Background: The massive use of neck sonography has led to a dramatic increase in the incidence of thyroid cancer detection, predominantly small papillary carcinomas. However, changes in the presentation and course of medullary thyroid carcinoma (MTC) over time remain unclear.

Objective: To evaluate trends in the presentation and outcomes of MTC.

Methods: Patients treated for MTC at four medical centers in Israel were divided into two groups by year of diagnosis, 1963–2005 (period A) and 2006–2016 (period B), and compared for clinicopathological variables.
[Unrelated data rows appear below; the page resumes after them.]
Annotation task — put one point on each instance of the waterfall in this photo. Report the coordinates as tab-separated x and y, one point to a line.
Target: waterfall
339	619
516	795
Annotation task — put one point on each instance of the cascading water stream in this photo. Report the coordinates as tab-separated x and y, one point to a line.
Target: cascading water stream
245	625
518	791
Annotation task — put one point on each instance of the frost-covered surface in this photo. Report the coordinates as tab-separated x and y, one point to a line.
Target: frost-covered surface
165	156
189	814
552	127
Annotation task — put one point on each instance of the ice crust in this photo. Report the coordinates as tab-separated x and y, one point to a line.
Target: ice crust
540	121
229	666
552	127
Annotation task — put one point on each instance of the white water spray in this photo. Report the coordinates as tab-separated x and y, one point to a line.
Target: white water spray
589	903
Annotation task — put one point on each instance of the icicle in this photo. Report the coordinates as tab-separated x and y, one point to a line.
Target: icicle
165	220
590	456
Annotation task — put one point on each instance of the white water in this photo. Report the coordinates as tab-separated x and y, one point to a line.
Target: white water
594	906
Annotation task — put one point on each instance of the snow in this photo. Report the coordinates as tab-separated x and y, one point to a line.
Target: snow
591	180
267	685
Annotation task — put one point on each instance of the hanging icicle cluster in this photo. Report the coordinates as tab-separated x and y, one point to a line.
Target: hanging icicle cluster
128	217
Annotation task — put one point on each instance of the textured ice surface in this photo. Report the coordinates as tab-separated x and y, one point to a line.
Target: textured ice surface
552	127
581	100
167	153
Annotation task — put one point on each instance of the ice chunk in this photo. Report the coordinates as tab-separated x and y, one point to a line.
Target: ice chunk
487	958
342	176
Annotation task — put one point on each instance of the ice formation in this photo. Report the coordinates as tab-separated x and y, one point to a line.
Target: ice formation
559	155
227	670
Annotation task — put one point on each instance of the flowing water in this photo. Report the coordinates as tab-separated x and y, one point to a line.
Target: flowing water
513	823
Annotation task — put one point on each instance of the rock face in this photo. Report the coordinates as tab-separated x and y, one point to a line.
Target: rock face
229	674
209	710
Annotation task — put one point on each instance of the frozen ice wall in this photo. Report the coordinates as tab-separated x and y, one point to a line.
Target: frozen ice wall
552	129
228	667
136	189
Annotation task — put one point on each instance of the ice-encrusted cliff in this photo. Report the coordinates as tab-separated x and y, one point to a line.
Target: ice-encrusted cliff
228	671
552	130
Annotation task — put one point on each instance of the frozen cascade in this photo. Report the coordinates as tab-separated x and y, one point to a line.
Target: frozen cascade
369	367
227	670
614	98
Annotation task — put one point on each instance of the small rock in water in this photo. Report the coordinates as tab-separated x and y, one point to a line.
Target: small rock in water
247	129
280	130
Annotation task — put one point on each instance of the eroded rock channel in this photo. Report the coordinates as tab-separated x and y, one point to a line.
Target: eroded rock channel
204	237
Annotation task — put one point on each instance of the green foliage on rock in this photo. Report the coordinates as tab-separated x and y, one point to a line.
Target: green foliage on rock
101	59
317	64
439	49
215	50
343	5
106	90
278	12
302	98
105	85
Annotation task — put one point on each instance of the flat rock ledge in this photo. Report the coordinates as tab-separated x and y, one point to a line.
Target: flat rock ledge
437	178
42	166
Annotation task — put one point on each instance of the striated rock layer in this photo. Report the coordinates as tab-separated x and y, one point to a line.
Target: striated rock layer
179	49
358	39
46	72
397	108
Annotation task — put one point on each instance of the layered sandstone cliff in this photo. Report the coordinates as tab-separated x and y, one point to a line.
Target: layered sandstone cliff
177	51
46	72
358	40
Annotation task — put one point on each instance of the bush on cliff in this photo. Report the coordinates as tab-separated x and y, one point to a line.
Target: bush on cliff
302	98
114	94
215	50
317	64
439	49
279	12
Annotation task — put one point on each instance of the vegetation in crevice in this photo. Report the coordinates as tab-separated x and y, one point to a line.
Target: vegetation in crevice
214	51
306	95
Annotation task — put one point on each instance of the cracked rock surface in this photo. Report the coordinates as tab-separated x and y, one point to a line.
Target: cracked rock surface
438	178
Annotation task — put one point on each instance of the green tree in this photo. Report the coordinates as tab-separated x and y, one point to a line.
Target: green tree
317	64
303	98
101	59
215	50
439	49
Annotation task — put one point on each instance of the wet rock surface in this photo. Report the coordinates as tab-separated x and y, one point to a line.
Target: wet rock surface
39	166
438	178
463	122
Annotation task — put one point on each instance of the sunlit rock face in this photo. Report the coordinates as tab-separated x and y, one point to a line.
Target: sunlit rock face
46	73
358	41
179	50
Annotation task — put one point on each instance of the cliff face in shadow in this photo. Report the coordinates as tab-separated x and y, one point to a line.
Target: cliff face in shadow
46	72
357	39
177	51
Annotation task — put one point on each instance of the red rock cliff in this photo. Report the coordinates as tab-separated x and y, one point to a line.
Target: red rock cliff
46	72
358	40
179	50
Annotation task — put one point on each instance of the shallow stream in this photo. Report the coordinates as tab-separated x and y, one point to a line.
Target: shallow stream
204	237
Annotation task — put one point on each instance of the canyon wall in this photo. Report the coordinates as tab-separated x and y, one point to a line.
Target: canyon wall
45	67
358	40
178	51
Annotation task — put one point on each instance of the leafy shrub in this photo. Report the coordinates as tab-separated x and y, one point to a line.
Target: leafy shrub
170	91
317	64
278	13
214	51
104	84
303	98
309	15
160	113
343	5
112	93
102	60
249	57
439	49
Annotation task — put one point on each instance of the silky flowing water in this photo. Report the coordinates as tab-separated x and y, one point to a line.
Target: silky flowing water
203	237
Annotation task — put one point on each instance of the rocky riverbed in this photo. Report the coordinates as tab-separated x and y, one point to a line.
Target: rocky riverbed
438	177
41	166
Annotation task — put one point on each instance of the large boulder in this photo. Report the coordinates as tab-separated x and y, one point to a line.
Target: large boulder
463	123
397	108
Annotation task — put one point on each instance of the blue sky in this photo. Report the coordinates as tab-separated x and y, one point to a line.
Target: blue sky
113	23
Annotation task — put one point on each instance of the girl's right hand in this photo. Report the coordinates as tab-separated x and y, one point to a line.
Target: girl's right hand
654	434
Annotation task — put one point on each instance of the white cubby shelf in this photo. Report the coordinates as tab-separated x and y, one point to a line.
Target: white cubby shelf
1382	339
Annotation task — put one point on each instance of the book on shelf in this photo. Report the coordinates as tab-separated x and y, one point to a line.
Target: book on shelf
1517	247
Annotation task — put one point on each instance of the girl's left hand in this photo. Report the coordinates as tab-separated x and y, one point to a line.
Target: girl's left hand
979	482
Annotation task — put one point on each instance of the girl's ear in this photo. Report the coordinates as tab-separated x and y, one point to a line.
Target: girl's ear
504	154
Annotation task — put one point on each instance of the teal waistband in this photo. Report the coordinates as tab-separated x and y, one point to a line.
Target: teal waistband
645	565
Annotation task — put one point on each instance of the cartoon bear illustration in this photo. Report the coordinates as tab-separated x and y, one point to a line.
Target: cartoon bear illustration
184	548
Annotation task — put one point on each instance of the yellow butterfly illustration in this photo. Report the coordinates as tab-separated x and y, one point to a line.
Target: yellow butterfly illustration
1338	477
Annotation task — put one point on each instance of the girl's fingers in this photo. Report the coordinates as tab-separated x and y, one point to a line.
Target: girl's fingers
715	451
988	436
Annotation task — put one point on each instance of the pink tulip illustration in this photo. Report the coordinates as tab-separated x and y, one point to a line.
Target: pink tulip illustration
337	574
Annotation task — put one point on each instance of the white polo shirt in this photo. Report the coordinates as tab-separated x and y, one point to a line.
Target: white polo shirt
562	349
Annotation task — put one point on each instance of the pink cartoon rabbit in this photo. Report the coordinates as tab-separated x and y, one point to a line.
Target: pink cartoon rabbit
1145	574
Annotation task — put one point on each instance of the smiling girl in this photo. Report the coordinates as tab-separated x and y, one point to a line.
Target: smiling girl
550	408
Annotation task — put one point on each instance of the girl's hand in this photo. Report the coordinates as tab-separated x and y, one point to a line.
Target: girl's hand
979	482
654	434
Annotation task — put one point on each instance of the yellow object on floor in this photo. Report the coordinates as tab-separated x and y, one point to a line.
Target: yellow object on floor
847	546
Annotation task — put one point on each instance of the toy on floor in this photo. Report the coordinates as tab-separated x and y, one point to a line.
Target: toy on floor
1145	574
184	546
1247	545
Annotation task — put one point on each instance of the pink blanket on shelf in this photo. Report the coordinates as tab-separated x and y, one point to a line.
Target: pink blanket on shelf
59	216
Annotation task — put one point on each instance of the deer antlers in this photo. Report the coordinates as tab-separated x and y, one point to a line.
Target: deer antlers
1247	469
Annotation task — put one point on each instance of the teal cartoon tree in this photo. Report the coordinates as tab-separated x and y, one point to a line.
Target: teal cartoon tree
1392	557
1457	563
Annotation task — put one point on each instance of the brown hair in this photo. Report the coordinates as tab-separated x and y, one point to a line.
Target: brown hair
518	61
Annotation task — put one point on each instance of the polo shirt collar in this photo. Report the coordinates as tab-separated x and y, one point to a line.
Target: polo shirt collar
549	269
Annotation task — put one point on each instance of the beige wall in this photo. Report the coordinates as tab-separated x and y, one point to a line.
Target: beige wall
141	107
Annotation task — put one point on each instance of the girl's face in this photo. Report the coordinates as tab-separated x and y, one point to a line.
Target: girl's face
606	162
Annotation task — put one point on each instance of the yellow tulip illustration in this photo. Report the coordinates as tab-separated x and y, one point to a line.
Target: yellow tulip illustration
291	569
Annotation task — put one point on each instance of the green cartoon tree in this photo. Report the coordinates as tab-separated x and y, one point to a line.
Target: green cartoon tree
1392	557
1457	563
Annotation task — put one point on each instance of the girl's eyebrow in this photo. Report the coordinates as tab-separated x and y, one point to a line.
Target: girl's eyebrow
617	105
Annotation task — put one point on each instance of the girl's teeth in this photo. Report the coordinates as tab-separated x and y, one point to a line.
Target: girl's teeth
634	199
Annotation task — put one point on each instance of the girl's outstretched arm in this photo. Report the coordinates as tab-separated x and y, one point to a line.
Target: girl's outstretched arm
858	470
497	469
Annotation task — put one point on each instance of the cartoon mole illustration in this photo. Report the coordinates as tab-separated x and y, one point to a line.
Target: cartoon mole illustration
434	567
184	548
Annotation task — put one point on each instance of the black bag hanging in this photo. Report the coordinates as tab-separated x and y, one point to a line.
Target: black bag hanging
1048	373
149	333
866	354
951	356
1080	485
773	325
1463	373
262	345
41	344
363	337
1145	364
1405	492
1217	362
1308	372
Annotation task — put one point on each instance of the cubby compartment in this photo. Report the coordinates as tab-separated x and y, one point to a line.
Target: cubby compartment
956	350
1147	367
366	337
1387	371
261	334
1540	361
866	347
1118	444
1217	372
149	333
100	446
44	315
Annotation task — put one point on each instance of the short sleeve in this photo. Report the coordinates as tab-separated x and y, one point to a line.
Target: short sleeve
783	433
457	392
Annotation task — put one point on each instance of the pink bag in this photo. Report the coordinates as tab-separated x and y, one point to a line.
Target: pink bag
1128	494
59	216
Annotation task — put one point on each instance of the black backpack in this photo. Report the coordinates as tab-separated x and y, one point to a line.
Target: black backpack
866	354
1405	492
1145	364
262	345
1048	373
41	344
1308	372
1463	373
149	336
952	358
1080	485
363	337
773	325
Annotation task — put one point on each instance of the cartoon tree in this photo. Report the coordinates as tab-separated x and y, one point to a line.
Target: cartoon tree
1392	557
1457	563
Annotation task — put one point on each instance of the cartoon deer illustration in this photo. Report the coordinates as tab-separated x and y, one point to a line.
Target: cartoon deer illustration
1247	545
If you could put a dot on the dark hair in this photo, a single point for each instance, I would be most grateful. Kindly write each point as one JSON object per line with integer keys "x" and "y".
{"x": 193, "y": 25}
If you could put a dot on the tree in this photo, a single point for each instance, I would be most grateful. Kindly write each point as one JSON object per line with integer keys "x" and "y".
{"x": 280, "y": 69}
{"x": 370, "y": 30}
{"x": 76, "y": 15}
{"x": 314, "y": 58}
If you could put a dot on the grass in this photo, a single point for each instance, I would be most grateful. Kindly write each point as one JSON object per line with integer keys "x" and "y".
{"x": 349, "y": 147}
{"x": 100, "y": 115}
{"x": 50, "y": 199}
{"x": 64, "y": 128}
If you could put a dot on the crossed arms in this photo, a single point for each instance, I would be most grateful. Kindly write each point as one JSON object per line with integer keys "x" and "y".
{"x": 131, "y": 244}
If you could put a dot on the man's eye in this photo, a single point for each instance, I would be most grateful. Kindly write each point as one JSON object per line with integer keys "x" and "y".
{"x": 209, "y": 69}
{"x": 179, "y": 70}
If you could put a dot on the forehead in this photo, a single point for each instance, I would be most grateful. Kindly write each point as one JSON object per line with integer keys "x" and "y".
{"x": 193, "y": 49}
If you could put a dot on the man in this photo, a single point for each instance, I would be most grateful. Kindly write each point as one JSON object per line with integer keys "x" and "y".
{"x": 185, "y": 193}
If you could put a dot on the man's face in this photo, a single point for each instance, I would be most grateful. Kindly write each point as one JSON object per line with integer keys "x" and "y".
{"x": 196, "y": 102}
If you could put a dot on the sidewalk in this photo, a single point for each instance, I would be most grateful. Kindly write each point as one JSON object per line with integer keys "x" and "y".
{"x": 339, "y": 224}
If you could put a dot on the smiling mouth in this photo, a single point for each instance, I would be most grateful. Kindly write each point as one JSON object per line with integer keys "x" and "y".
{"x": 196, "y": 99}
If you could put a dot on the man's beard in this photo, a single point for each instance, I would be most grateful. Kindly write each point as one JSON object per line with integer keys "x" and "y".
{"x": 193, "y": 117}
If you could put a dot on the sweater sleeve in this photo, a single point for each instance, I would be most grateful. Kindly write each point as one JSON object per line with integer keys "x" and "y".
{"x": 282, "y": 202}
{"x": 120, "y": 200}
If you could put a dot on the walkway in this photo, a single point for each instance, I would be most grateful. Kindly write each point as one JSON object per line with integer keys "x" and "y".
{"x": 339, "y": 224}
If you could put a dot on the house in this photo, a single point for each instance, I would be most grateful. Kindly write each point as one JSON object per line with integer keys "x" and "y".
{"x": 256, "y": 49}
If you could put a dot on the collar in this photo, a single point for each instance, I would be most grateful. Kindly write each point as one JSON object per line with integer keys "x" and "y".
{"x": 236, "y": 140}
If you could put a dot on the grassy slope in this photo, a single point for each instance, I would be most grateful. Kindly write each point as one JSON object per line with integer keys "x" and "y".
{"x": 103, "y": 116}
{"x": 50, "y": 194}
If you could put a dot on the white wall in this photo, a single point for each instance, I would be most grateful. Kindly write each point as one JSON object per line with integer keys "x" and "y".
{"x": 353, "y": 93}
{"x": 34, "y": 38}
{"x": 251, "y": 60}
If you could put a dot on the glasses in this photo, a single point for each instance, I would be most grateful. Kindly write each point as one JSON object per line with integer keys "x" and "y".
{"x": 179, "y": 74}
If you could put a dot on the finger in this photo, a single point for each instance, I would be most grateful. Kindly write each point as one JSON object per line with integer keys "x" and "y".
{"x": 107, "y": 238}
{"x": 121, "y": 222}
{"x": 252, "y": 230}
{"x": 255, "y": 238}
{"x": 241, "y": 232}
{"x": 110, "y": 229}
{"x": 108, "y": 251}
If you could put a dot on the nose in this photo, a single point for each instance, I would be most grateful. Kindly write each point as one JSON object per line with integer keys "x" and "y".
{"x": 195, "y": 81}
Results: The cohort included 189 patients (55% female) of mean age 48.9±18.6 years followed for 10.1±9.4 years. Of these, 104 patients (55%) were diagnosed in period A, and 85 (45%) in period B. No significant between-group differences were found in primary tumor size at diagnosis (26.2±18.5 and 23.7±17.6 mm, respectively), proportion of micro-MTCs (<1 cm) (18/74, 24.3% and 19/75, 25.3%, respectively), or TNM staging. Period A was characterized by a higher rate of familial MTC (28/98, 28.6% vs 6/73, 8.2%; P=0.001) and lower age at diagnosis (45.2±18.6 years vs 53.7±17.7 years; P=0.002). Cervical lymph node dissection was more commonly performed in period B (58/81, 71.6% vs 68/80, 85%; P=0.05), but no concomitant increase in the rate of metastatic lymph node excision (46/64, 71.9% and 45/70, 64.3% respectively, P=0.36). There was no significant difference between groups A and B in disease-free-survival (DFS) at one year after diagnosis (34/87, 39.1% and 35/70, 50%, respectively P=0.2) or at last follow-up, comparing patients with similar surveillance periods (11/28, 39.3% and 36/75, 48%, P=0.5).

Conclusions: Unlike differentiated thyroid cancer, most presenting features of MTC have not changed in recent years. The most significant temporal change is a decreased rate of familial MTC. Despite the use of more extensive surgical procedures and new treatment modalities, there has not been significant improvement in disease-related outcomes.